Well, for the sake of this post, I decided to take things one step further and recommend that you try this special activity with your child: bury a treasure chest/time capsule that you don’t dig up (make sure you mark the spot clearly…and if you bury it outdoors, make sure to place it in a metal box or coffee can and place it in a spot that doesn’t get much rain!) for many years.

Your child may even forget about the box, and that makes it even better! Imagine what a child aged five or eight or even twelve would bury! The younger ones may bury a special stuffed animal, while an older, thoughtful child might write a letter to her/himself to read when she/he is older.

After a little Internet research, here are five of my favorite suggestions for creating and burying a hidden treasure.

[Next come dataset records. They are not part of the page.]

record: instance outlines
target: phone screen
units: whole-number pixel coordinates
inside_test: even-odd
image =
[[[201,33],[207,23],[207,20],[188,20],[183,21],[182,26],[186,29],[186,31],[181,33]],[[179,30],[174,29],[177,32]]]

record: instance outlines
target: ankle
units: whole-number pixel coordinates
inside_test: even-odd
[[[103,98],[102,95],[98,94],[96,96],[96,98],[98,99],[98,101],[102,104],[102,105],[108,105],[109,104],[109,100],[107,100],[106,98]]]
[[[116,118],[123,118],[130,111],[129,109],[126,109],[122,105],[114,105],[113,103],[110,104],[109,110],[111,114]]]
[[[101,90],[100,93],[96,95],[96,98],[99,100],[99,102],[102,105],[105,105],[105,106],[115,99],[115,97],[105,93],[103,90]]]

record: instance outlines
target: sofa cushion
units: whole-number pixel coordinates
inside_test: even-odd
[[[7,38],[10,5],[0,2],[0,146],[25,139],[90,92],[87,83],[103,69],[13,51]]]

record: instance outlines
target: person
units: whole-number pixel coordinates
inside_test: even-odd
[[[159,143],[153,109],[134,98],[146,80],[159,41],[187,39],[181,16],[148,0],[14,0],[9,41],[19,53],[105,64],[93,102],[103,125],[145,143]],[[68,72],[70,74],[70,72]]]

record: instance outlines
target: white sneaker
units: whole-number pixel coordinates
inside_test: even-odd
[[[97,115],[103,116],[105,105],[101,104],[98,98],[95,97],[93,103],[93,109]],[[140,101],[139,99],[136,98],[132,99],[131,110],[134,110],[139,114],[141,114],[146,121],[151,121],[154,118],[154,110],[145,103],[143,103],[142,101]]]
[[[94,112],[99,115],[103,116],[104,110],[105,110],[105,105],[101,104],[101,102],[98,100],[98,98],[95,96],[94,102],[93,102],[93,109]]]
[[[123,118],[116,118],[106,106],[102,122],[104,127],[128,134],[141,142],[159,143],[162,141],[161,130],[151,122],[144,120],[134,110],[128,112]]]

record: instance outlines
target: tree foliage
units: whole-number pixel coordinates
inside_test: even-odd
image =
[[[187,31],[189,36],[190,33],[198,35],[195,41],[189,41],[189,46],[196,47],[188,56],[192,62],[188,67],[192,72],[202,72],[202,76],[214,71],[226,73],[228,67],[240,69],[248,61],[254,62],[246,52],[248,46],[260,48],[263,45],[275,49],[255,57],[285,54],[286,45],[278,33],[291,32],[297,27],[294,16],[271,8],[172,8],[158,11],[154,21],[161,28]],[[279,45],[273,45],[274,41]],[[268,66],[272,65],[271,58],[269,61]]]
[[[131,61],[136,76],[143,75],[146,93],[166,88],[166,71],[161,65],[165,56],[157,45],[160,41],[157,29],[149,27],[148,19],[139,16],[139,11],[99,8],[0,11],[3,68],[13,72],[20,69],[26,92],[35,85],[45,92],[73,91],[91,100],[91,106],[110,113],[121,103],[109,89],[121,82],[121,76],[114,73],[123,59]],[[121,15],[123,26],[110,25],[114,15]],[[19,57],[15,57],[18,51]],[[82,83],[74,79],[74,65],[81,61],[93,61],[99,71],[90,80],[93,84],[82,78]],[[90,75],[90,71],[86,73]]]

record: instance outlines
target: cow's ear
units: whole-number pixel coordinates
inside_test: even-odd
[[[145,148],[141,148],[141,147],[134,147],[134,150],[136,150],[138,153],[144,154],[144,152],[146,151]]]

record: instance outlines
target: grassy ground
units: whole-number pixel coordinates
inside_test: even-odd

  • A trophy or ribbon or medal from a sporting event that your child is involved with. Most likely, that sport is a big part of your child’s life, and rediscovering one of his/her sports-related items (maybe it’s even the team ball for your Little Leaguer) will bring back some special memories.
  • A Ziploc baggie filled with pictures from the past year. Include photos taken on family vacations, birthday celebrations, and any other big events in your child’s life that year. Finding them in their treasure box many years down the road will let them relive that year with timeless photos.
  • Your child’s favorite book. Understandable, parting with it might be a challenge…so maybe buy them a new copy of their favorite book and bury the well-loved one. Many years later, they’ll enjoy seeing the tattered and doggie-eared pages that will take them right back to childhood.
  • A note from your child, to your child. Literally have them start the letter with “Dear (insert name).” Give them some ideas to write about in their letter: perhaps stating their age, interests, hopes for the future, etc.
  • A letter from the family. Have your child interview everyone in the family and record their answers. Questions might include their favorite things to do individually and as a family, what they hope for one another in the future, what they think the world will be like in five, ten, or even fifty years, etc. The questions you can come up with are endless, and will reveal a lot about how the family has changed over the years.

And, I have one final recommendation: decorate the outside of the box! It might not last until it’s dug up—maybe the paint comes off or the stickers wear out and fall off, but the memory of decorating the box will last. What an eventful date it will be in a few years, digging up that box and rediscovering what was put into it so many years before. Just imagine!